DETROIT -- To spread the word about the launch of its Envoy Denali, GMC didn't use the tried-and-true methods of shooting national commercials for different audiences or dubbing a generic spot in Spanish.
Instead, GMC created messages for specific audiences. It produced original spots aimed at black and Hispanic viewers in dedicated campaigns that will run on national and regional TV.
GMC's Spanish-language Denali campaign will be its largest such effort to date. The six commercials debut this month.
GMC says it produces specific ads for segments of its target audience about 80 percent of the time.
"The last thing we want to do is say, 'Can I have the Spanish words for this?'" says Dave Koziara, GMC's national advertising manager. "People will read right through that."

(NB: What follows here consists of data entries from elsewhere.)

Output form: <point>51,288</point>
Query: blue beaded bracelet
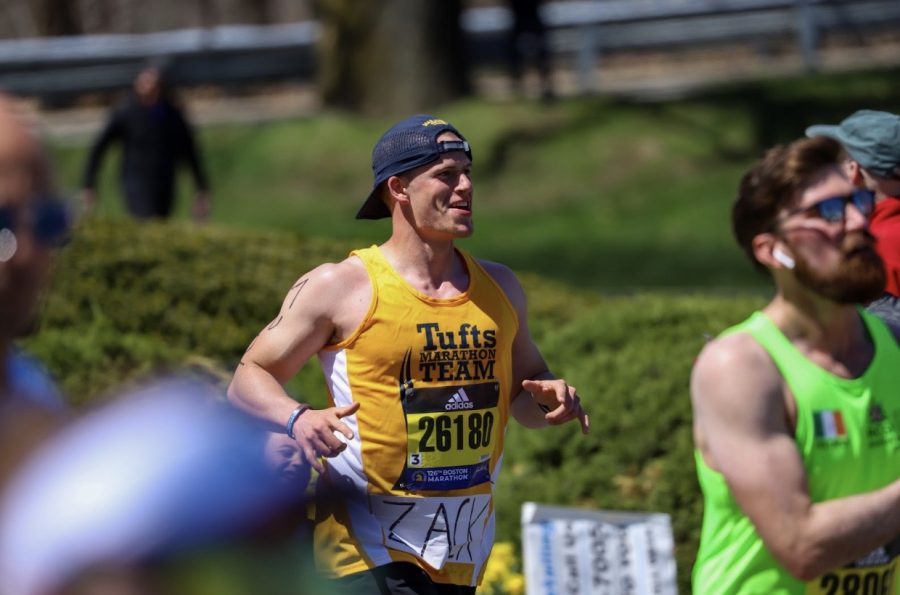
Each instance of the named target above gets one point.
<point>293,418</point>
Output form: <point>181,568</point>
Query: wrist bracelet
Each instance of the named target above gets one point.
<point>293,419</point>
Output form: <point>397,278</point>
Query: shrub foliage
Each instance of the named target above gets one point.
<point>129,299</point>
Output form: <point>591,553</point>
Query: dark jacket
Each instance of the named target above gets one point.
<point>154,140</point>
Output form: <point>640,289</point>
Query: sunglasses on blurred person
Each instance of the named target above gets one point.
<point>834,209</point>
<point>48,219</point>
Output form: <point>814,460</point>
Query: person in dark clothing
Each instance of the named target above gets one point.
<point>155,137</point>
<point>527,45</point>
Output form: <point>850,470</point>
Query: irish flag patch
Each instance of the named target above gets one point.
<point>829,424</point>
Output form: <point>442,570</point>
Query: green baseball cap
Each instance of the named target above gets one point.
<point>870,137</point>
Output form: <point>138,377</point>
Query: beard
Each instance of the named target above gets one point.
<point>859,279</point>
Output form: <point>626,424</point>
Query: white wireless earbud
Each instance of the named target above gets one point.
<point>783,258</point>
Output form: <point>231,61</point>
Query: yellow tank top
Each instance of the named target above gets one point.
<point>433,379</point>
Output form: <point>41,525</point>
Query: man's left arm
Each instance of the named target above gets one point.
<point>540,398</point>
<point>191,153</point>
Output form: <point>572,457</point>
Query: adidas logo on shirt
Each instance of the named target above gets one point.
<point>459,400</point>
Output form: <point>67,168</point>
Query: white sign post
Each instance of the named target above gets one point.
<point>569,551</point>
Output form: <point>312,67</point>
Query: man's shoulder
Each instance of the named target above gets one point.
<point>731,364</point>
<point>501,273</point>
<point>342,275</point>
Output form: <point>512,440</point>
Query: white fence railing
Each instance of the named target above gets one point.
<point>579,31</point>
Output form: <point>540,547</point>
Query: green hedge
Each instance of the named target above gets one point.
<point>130,299</point>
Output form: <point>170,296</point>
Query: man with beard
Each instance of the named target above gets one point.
<point>32,223</point>
<point>796,410</point>
<point>872,141</point>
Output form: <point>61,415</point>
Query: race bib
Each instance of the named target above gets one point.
<point>435,530</point>
<point>450,435</point>
<point>875,574</point>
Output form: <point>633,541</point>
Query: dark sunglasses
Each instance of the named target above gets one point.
<point>834,209</point>
<point>48,219</point>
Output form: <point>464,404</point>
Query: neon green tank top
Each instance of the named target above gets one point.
<point>847,435</point>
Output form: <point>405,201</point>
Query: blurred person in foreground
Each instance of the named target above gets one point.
<point>426,353</point>
<point>156,137</point>
<point>141,482</point>
<point>872,141</point>
<point>797,409</point>
<point>33,222</point>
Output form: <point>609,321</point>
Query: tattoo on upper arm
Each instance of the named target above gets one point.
<point>298,286</point>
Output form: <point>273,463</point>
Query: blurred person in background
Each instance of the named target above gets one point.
<point>156,137</point>
<point>797,409</point>
<point>872,141</point>
<point>33,223</point>
<point>527,45</point>
<point>426,353</point>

GMC has spent the past decade - and plenty of dollars - trying to reach Hispanic consumers.
Last year, it increased its overall ad spending by 24.5 percent over 2003, to $239.4 million, TNS Media Intelligence reports. GMC outspent General Motors' Buick, Cadillac and Hummer divisions combined on Spanish-language TV spots, according to TNS.
GMC sponsors the "Premios Fox Sports" awards show, the Hispanic equivalent of the ESPYs annual awards show on ESPN.
Since 2003, GMC's share of the Hispanic market has equaled its general U.S. market share, GM says.
"Hispanic continues to be an important market for us," Koziara says. "But we were investing before it was fashionable to do so. This is not a recent jump on the bandwagon."
The Hispanic campaign is titled "Real Everyday Pros."
It showcases heroes in the Hispanic community, comparing their personal qualities to those of the Denali line of trucks.
As part of the campaign, GMC also created a commercial targeted at black consumers. It features musician and actor Mos Def, an Emmy and Golden Globe awards nominee.
The commercial, called "Poetry in Motion," shows Mos Def with the Envoy Denali. Visual special effects bring parts of the vehicle together to form the new product.
"As we go on, we want to be able to successfully determine how to talk to our audience," Koziara says. "We want it to complement what we are doing."